The Patriot Post® · It's No Mystery Why NFL Viewers Are Tuning Out
The National Football League, a favorite of millions of Americans, has seen TV ratings drop precipitously this season. While this is certainly not a major concern for Liberty loving Americans, some of whom couldn’t care less about watching overpaid athletes give each other concussions, the reasons for this decline are worth pondering.
What is interesting is that many sports analysts and league personnel are looking at every possible reason — except for the foolish behavior of some players who have decided it’s in their best interest to “take a stand” by kneeling in protest to our nation’s flag and the national anthem.
The Washington Post notes that network and league executives are “scrambling to identify causes” for the drop in ratings that has been the trend up through week five of the regular season. The Post suggests the problem could be that it’s an election year. In 2008, ratings for the NFL dropped 2% for the year’s entirety while in 2000 ratings dropped 10%. “During the first five weeks of this [season],” the Post says, “ratings have declined 15 percent compared with the entirety of last year.”
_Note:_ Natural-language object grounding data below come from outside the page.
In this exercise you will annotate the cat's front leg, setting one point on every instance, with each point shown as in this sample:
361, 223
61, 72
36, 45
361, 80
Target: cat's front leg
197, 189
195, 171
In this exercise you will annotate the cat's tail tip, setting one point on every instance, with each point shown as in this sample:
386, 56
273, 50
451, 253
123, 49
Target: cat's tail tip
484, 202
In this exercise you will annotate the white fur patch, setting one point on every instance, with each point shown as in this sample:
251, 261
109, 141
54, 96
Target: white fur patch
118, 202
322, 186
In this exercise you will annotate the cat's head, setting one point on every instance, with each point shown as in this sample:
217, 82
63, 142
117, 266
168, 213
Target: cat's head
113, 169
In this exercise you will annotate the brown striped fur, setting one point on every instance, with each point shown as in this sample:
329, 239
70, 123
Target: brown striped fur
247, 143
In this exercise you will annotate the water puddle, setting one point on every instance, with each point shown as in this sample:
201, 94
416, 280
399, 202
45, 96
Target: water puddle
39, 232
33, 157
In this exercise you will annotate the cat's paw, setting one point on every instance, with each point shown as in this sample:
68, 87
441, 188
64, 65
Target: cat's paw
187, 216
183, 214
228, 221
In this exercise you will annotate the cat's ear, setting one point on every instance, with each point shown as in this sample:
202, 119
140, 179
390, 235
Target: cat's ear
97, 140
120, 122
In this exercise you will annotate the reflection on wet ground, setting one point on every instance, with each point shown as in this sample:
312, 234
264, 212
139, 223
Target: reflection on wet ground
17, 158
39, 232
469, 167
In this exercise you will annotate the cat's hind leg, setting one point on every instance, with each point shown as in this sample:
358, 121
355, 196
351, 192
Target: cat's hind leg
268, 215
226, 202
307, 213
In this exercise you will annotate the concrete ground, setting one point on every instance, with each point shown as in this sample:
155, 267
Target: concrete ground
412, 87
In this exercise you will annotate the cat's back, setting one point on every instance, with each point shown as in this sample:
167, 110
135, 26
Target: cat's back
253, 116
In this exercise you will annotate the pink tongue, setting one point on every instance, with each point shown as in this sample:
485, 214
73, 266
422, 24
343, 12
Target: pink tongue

The Post also suggests that ratings could be falling because — get this — there is a lack of stardom in the NFL. Players such as Peyton Manning, Marshawn Lynch and Tom Brady have either retired or been suspended from the game and their non-appearance on TV is allegedly causing viewers to lose interest in the game. What about the other stars, or rising ones who come on the scene every year? They don’t have an impact on viewers?
Some analysts point out that the market is fragmented by games being aired on Thursday, Sundays and Mondays and that many of the season’s matchups have been “uncompetitive or underwhelming.” While all of these reasons could cumulatively be causes for NFL ratings to drop, the Post failed to point out what’s likely the primary reason for it. Many viewers are outraged over the actions of some of the NFL’s player’s lack of patriotism and downright disdain for our nation.
Indeed, the actions of San Francisco 49ers quarterback Colin Kaepernick, among others who’ve imitated his deplorable behavior, received no mention from the Post’s sports analysts.
Writing for National Review, columnist Victor Davis Hanson lays out his view of Kaepernick’s behavior: “His fad of ritually trashing the United States has now saturated millions of living rooms. His anti-American tirades and adolescent stage act enraged viewers, even after the refusal to stand for the anthem spread throughout the league without criticism from the NFL hierarchy — odd, given the now fossilized red/white/blue star-studded NFL logo.”
He further notes that “the NFL has a long history of insisting that all political messaging and behavior remain taboo and absent from the turf, from expressing support for fallen police to patriotic demonstrations.” Apparently not anymore. The NFL and its executives have turned a blind eye to Kaepernick and little has been said and nothing has been done to thwart his un-patriotic, un-American behavior.
The NFL is actually in denial that player protests have anything to with the drop in ratings. In fact, as David French writes, the league claims that “its own ‘data’ shows that player protests are not a factor, that fans aren’t tuning out because the league is relaxing its notorious restrictions on player self-expression so long as those players are social justice warriors.”
The league is alienating its fan base by refusing to deal with these social justice warriors, who are drawing attention to themselves and their political views instead of the game they are playing.
Fortunately, a huge contingent of the fans in Buffalo were having none of it, chanting loudly, “USA! USA!” when the visiting Kaepernick decided to protest the national anthem by kneeling. After the game Kaepernick stated, “I don’t understand what’s un-American about fighting for liberty and justice for everybody, for the equality this country says it stands for.”
Actually, he doesn’t understand history. He doesn’t understand that the very flag and anthem he is protesting is the flag that millions of American Patriots have died for, to secure his right to express his contemptuous political views. Perhaps he should visit a third-world country or a communist country to see what no Liberty and no justice really looks like.
The NFL should consider making it a league rule that players will stand for the national anthem or not play. Dallas Cowboys owner Jerry Jones implemented that rule for his team and at least one hockey team in the NHL has done the same. It’s simple; if you can’t stand for the national anthem and pay respect to the flag and those who fought and died for it — and the Americans paying through the nose to watch you play a game — then feel free to sit on the bench. If the player doesn’t like it then they can find another career that pays them millions. Until then, TV viewers have better things to do.